OPINION | From outside the boardroom, it can be difficult to gauge how individual directors are functioning and how cohesive a board is. As investors, what can we use to measure their performance against?

There’s no magic answer, but we can weigh what we know against a set of criteria.

For a start, a great board would have experience; skills; diversity of age, thought and gender; based on the belief that skilled and suitably diverse boards make for better-governed companies.

Studies from around the world have confirmed that these boards and companies do better than those who’ve stuck determinedly to the ‘pale, male and stale’ recipe.

The Australian Council of Superannuation Investors (ACSI) is interested in this because it flows into higher value investments for our member funds.

Its directors would have some skin in the game – owning shares themselves aligns them more closely with investors and outside shareholders.

One of the tools we can use to measure all this is ACSI’s long-running study into the makeup of boards and pay of directors in Australia’s top companies.

Women on the rise

Every year for the past 15 years – the same amount of time in which we’ve been engaging with boards on behalf of our members – we’ve released Board Composition and Non-Executive Director Pay in the Top 200 Companies.

It’s the most comprehensive study of Australia’s largest boardrooms, mapping and analysing changes in director roles, gender, fees, tenure, age and directors’ shareholdings, and the latest, which looks at 2015, shows that an influx of women directors who are younger than their male counterparts isn’t stopping Australia’s boards from getting older.

Women directors are around six years younger than their male counterparts, yet the average age of directors has actually risen in the past decade and a half, from just over 58 to nearly 62.

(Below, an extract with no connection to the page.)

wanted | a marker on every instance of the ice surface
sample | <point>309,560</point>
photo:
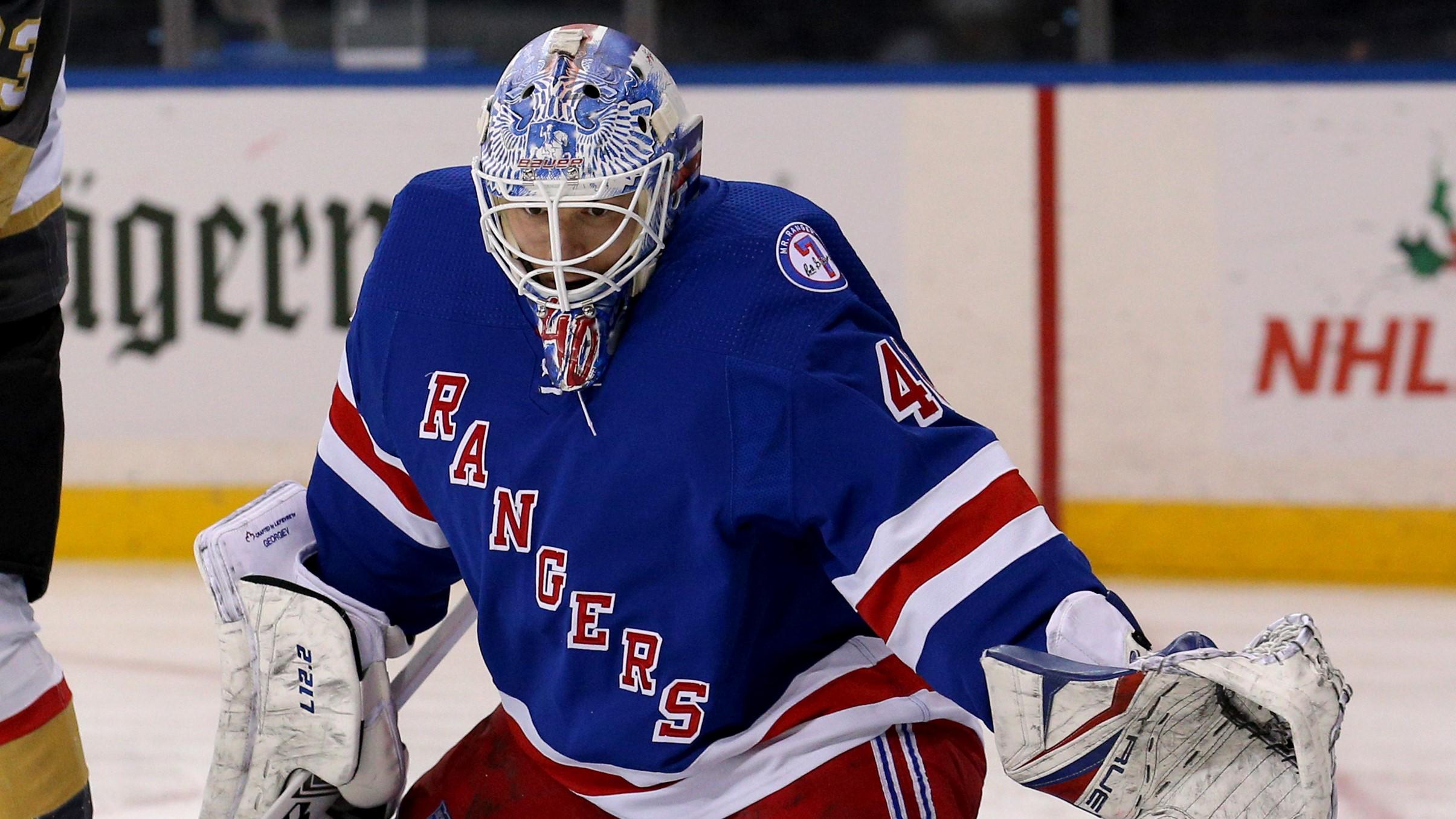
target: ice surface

Why is this the case? The research shows that while women are bringing some generational change to the boardrooms, there is a large cohort of the men – 14 per cent – who are over 70. In fact, two out of three male directors are over 60, compared to one out every three female directors.

In 2015, 21 per cent of the ASX200 directorships were held by women. This year, that’s up again, with almost a quarter of all board seats occupied by women – and ACSI is intent on working with our membership in raising that to at least 30 per cent by the end of 2017.

ACSI’s members have recently endorsed a voting policy for 2017 that will reject male board candidates from companies with no women directors if those boards have not committed, or articulated, a way forward to review and renew their makeup.

In 2016, the ASX100 is on the cusp of reaching the 30 per cent target – when our study began 15 years ago, ASX100 boards were 91 per cent male.

Skin in the game

A good board also has directors who invest in the company they preside over. Opinions differ as to how much that stock should be worth, but an emerging rule of thumb has it that non-executive directors should have invested an amount equivalent to at least one year’s director fees, and some companies are now implementing minimum director holdings measures.

And according to our research, it seems companies are responding to investor concerns, with the number of ASX100 directors with no personal equity in their companies falling by a third, to only 51 people. Half of those had only been on the board for less than a year, so the timing may not have been right for them to buy as yet, but nine directors with no shares had been on their respective boards for more than five years – one of them, for nearly 20 years.

Other things that make a board great are not as tangible, nor easily measured.

They must set, monitor and exercise control over the corporate culture of their company. The recurring refrain ‘a few bad apples’ or ‘rogue individuals’ is not one that should be heard at a company with a strong board.

They must set, monitor and exercise control over executive remuneration, and ensure, for a start, that large bonuses aren’t handed out as a matter of course.

Bonuses in the firing line

In our CEO pay study this year, we found that in 2015, 93 per cent of CEOs in the ASX100 received a median 76 per cent of their maximum bonus. That seems to be trending in a direction that is less a ‘bonus’ and more ‘just part of the package’.

They must be on top of new technology and the risks associated with it; they must know the carbon risks facing their business and take measures to abate those risks.

And they need to consider the long term, something that can be overlooked by management in the day-to-day running of the company.

It sounds like a big ask when it’s listed like that, and it’s true, it is a big ask. Directors of listed companies have enormous responsibility. But the retirement savings of millions of Australians are invested in the companies they lead, and I can’t think of a better reason for boards to strive for excellence.


Louise Davidson is the chief executive of the Australian Council of Superannuation Investors.